I diffed the database configs. Identical, near enough. I checked the indexes existed in production. They did. I ran EXPLAIN in staging and got a clean index scan, exactly what you'd want. I was building a case that production's planner was somehow making a worse decision, which does happen, and I was halfway to blaming statistics being out of date.

Then I ran the same EXPLAIN ANALYZE in production and actually read it instead of skimming for the word "index". The plan was the same. The index was used. The difference was the row count flowing through it: staging had a few thousand rows behind that join, production had several million. The query wasn't doing anything different. It was doing the same correct thing to a hundred times more data, and the bit of the plan that was linear in row count was the bit that had quietly become the whole cost.

Source code on a screen

My assumption, never stated, was that staging was representative. That because the schema matched and the query matched and the indexes matched, a result that was fast in staging would be fast in production by the same margins. Staging had been seeded with a tidy, small, well-behaved dataset years ago and nobody had ever made it lopsided the way real data is lopsided. So the query that filtered down to a handful of rows in staging filtered down to a small city's worth in production, and the part of the plan I'd glanced past, an in-memory sort that fit comfortably on a few thousand rows, was spilling to disk on millions.

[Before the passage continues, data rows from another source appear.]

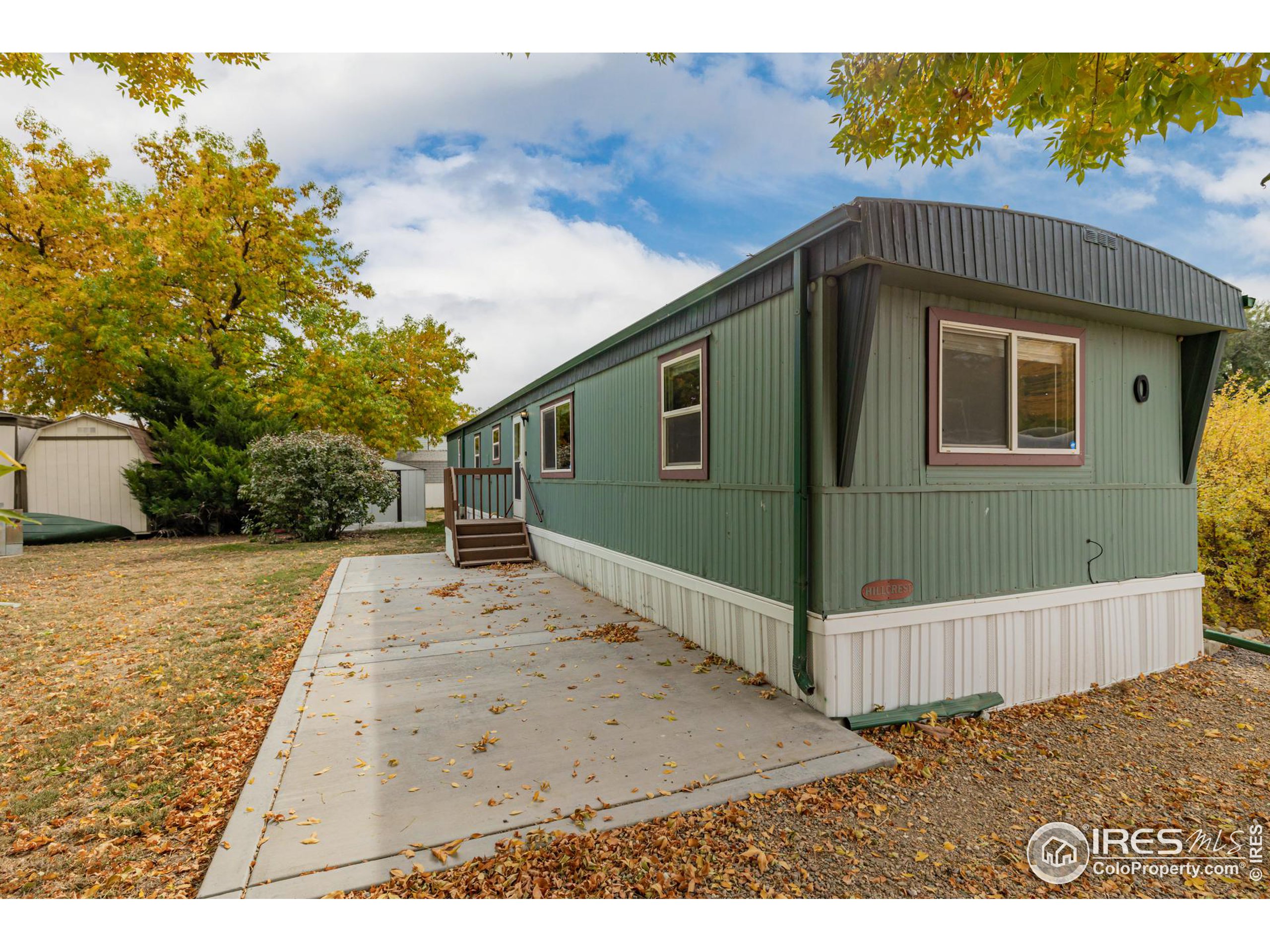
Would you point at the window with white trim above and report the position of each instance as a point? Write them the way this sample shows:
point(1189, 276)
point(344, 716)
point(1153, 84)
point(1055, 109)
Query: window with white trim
point(684, 434)
point(1006, 390)
point(556, 428)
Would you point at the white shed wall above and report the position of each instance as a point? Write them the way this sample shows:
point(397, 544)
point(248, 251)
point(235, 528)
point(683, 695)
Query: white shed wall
point(83, 476)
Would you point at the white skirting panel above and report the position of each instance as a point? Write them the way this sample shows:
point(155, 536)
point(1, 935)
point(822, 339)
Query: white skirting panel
point(749, 630)
point(1028, 647)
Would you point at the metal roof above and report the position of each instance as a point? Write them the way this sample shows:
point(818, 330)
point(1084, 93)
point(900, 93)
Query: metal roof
point(1001, 246)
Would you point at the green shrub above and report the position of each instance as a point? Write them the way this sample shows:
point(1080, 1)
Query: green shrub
point(200, 428)
point(1234, 477)
point(314, 484)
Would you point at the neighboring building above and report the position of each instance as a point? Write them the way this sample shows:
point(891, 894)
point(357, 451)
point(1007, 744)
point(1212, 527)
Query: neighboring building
point(937, 450)
point(75, 468)
point(431, 457)
point(16, 434)
point(411, 506)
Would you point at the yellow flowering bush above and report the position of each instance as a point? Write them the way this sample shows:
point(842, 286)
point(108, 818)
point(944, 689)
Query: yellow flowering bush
point(1234, 479)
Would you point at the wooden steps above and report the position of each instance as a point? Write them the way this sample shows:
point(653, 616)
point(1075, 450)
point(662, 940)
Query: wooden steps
point(488, 541)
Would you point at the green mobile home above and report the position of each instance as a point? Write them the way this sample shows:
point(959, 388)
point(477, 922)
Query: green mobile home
point(912, 451)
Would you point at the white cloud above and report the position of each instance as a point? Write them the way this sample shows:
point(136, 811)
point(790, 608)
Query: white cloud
point(469, 238)
point(465, 240)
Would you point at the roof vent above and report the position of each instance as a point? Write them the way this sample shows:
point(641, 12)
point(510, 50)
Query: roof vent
point(1101, 238)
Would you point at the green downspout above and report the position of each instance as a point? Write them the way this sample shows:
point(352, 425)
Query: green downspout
point(1262, 648)
point(802, 502)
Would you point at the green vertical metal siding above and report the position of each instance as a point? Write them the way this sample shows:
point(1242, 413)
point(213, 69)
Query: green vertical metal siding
point(733, 529)
point(976, 531)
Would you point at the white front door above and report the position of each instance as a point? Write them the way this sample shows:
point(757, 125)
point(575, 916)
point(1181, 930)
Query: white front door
point(520, 455)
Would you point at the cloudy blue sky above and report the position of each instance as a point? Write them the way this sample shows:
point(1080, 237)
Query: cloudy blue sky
point(540, 205)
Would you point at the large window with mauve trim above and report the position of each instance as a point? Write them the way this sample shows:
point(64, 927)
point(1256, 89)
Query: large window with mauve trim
point(1004, 391)
point(684, 413)
point(557, 438)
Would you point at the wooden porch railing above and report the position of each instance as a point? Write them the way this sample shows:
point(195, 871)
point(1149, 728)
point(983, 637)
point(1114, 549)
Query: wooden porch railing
point(473, 493)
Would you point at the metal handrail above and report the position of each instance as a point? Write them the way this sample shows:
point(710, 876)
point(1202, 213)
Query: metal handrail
point(534, 497)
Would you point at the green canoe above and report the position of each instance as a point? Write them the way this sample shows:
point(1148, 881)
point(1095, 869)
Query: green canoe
point(66, 529)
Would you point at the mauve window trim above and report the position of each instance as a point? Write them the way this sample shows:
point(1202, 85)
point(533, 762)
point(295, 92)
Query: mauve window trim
point(573, 440)
point(685, 473)
point(935, 455)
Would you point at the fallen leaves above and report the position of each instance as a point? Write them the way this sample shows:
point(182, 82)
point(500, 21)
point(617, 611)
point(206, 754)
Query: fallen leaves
point(613, 633)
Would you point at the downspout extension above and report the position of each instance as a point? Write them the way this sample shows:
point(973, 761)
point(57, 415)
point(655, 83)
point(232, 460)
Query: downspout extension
point(802, 500)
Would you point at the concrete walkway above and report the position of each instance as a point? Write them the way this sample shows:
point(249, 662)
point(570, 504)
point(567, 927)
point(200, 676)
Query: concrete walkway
point(434, 705)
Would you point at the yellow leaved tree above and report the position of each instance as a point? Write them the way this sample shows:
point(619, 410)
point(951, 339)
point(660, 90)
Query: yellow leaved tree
point(148, 79)
point(1234, 479)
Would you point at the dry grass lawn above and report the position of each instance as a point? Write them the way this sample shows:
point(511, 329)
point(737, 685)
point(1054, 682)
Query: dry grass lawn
point(139, 679)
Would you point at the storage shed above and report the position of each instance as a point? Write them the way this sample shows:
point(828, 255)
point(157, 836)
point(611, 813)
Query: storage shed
point(17, 431)
point(75, 468)
point(912, 451)
point(409, 508)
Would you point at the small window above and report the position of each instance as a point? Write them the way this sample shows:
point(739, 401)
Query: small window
point(684, 425)
point(557, 432)
point(1005, 393)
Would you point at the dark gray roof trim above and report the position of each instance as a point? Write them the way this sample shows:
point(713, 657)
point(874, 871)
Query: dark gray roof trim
point(1047, 255)
point(995, 245)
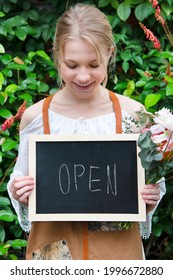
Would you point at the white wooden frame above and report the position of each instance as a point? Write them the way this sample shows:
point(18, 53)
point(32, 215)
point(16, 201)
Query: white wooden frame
point(33, 216)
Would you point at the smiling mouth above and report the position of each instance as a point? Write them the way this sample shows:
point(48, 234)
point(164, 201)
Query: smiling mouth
point(83, 86)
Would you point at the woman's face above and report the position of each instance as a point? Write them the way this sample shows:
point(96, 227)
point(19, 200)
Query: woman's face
point(81, 69)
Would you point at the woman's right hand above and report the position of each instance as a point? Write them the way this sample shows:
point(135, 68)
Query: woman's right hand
point(21, 188)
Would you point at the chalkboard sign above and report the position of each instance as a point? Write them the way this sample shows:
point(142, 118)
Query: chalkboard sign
point(86, 178)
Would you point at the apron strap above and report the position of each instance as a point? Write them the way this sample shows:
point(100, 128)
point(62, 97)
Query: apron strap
point(46, 129)
point(117, 110)
point(45, 113)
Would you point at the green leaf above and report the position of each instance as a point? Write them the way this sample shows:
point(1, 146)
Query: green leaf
point(26, 97)
point(151, 84)
point(103, 3)
point(125, 55)
point(4, 201)
point(46, 34)
point(11, 88)
point(130, 88)
point(151, 100)
point(1, 80)
point(4, 113)
point(16, 66)
point(16, 230)
point(114, 3)
point(143, 10)
point(123, 11)
point(34, 15)
point(2, 14)
point(21, 33)
point(9, 145)
point(2, 50)
point(2, 233)
point(43, 87)
point(6, 58)
point(125, 66)
point(7, 216)
point(169, 89)
point(138, 59)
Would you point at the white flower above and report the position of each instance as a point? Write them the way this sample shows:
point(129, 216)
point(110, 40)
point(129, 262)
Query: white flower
point(163, 120)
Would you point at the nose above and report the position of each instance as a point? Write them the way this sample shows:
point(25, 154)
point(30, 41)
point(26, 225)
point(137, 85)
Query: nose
point(83, 75)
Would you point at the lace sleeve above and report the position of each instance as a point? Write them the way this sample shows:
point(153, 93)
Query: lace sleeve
point(21, 169)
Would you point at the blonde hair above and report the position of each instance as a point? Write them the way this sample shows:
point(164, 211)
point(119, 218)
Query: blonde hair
point(89, 23)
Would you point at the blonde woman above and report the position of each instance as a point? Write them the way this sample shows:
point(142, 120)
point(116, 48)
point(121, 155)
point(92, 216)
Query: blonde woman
point(83, 49)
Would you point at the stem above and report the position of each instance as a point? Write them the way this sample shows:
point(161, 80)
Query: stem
point(6, 172)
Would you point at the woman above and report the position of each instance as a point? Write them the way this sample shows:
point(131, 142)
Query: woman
point(83, 49)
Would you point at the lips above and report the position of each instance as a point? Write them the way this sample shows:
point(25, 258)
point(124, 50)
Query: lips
point(83, 86)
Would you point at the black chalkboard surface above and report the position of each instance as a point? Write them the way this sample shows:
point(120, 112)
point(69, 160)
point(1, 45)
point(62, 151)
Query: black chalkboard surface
point(86, 178)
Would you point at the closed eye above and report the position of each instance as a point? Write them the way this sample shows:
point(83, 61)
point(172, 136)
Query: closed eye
point(71, 66)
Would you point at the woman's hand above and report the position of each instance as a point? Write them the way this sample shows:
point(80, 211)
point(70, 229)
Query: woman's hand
point(21, 188)
point(151, 196)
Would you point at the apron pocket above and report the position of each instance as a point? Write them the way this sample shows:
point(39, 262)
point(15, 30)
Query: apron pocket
point(58, 250)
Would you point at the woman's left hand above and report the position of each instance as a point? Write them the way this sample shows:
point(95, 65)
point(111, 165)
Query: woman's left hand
point(151, 195)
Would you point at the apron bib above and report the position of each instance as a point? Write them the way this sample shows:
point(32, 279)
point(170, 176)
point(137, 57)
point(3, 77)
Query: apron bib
point(73, 240)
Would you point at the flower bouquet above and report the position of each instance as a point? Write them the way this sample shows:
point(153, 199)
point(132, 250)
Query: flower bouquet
point(156, 144)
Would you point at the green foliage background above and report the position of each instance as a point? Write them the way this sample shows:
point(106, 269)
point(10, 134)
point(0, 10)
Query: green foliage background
point(27, 73)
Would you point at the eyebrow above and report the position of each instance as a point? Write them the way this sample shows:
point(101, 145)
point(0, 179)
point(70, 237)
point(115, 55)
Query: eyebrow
point(73, 61)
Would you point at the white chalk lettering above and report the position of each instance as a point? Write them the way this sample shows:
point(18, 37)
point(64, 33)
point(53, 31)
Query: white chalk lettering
point(64, 166)
point(76, 174)
point(110, 187)
point(93, 180)
point(93, 177)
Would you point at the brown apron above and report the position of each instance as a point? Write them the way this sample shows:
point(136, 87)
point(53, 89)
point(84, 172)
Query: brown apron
point(73, 240)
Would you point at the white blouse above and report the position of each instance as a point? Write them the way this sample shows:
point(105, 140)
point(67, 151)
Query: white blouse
point(59, 124)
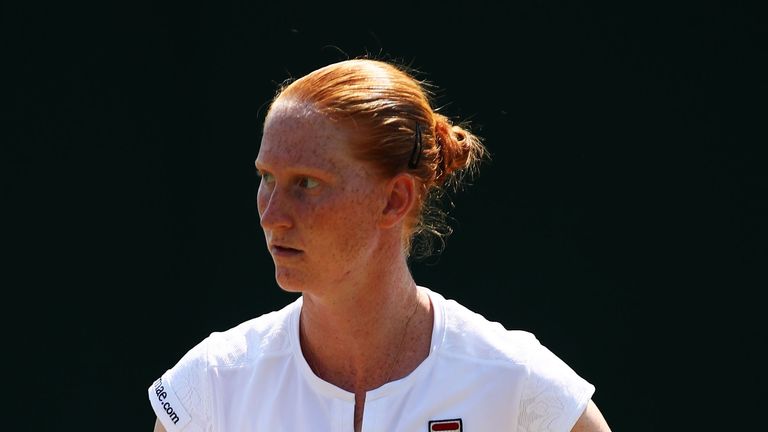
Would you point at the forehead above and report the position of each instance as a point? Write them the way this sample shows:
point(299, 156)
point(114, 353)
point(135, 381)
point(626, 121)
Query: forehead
point(296, 134)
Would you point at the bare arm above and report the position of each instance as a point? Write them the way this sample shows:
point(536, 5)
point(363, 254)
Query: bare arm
point(158, 426)
point(591, 420)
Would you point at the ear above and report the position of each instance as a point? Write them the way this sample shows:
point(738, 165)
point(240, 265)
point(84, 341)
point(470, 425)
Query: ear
point(401, 197)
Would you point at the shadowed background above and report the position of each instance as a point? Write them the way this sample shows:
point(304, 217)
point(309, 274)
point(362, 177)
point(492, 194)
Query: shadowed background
point(621, 218)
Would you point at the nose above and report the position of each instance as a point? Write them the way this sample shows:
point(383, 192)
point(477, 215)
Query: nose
point(274, 209)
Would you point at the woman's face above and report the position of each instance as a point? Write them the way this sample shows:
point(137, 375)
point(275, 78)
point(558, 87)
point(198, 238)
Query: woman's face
point(318, 206)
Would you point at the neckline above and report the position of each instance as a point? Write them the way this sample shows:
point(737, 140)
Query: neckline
point(330, 390)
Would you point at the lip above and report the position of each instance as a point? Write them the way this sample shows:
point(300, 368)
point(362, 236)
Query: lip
point(284, 251)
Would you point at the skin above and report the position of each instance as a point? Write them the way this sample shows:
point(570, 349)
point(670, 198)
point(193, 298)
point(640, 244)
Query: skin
point(334, 230)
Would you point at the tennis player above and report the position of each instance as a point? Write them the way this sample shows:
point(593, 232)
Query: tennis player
point(351, 159)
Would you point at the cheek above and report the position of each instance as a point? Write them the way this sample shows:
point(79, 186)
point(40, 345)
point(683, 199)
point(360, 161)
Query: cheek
point(261, 200)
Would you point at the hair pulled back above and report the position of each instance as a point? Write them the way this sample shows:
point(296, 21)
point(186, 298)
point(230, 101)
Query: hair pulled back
point(398, 131)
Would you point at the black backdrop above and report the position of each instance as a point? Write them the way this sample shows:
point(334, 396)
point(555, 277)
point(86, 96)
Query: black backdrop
point(621, 217)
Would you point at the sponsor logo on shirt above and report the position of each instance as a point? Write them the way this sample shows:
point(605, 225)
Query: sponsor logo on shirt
point(453, 425)
point(162, 395)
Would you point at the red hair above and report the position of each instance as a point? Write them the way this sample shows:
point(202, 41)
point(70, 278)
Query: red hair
point(386, 105)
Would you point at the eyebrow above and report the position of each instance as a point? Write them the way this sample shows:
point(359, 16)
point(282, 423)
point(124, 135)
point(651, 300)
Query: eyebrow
point(299, 169)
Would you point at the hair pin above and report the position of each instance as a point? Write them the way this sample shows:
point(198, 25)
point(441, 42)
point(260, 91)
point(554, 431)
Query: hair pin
point(413, 162)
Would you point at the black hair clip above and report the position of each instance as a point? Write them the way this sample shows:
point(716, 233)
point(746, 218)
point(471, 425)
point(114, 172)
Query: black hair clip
point(413, 162)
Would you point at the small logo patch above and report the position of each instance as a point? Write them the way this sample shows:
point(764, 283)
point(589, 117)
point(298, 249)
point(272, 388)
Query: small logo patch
point(453, 425)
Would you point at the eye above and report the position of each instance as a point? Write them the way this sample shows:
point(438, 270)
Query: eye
point(308, 183)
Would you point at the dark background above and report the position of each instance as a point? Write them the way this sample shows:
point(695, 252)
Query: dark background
point(621, 218)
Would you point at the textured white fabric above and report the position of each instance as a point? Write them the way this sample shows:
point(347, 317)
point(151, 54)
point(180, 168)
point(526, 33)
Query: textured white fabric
point(254, 378)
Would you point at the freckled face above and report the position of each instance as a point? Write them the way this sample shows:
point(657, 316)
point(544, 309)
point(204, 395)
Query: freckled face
point(318, 205)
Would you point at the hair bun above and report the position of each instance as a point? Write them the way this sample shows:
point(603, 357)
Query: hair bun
point(458, 149)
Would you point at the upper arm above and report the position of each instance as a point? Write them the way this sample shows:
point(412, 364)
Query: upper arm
point(591, 420)
point(158, 426)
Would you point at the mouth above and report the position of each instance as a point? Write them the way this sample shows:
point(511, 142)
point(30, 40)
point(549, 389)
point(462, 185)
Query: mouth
point(284, 251)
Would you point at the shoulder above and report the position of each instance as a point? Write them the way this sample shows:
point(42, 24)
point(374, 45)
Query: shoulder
point(265, 335)
point(472, 335)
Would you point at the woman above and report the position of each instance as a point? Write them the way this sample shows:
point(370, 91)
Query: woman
point(350, 155)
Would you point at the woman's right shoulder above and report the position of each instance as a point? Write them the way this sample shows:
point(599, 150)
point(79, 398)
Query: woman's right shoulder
point(250, 340)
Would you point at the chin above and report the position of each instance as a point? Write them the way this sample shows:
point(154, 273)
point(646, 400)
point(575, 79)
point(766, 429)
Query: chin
point(288, 281)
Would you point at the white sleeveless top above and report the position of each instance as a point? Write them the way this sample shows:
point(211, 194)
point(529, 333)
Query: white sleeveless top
point(478, 377)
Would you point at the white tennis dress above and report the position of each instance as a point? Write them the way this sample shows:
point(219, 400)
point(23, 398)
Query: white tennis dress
point(478, 377)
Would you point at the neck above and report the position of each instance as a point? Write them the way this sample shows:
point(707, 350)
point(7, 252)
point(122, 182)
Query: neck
point(361, 337)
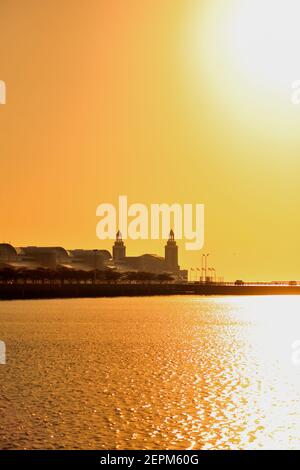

The actual fix was boring once I understood it: a composite index that let the database filter and order in one pass, so the sort never had to materialise the whole set. Forty milliseconds in both environments after that. But the fix isn't the point. The point is that for an hour I was debugging a problem that didn't exist, a phantom production-only misconfiguration, because I'd assumed the two environments were the same in the one dimension that actually differed. The code was right the entire time. The bug was that I'd let "it works in staging" mean more than it was ever entitled to mean. Now I check the row counts before I check anything clever.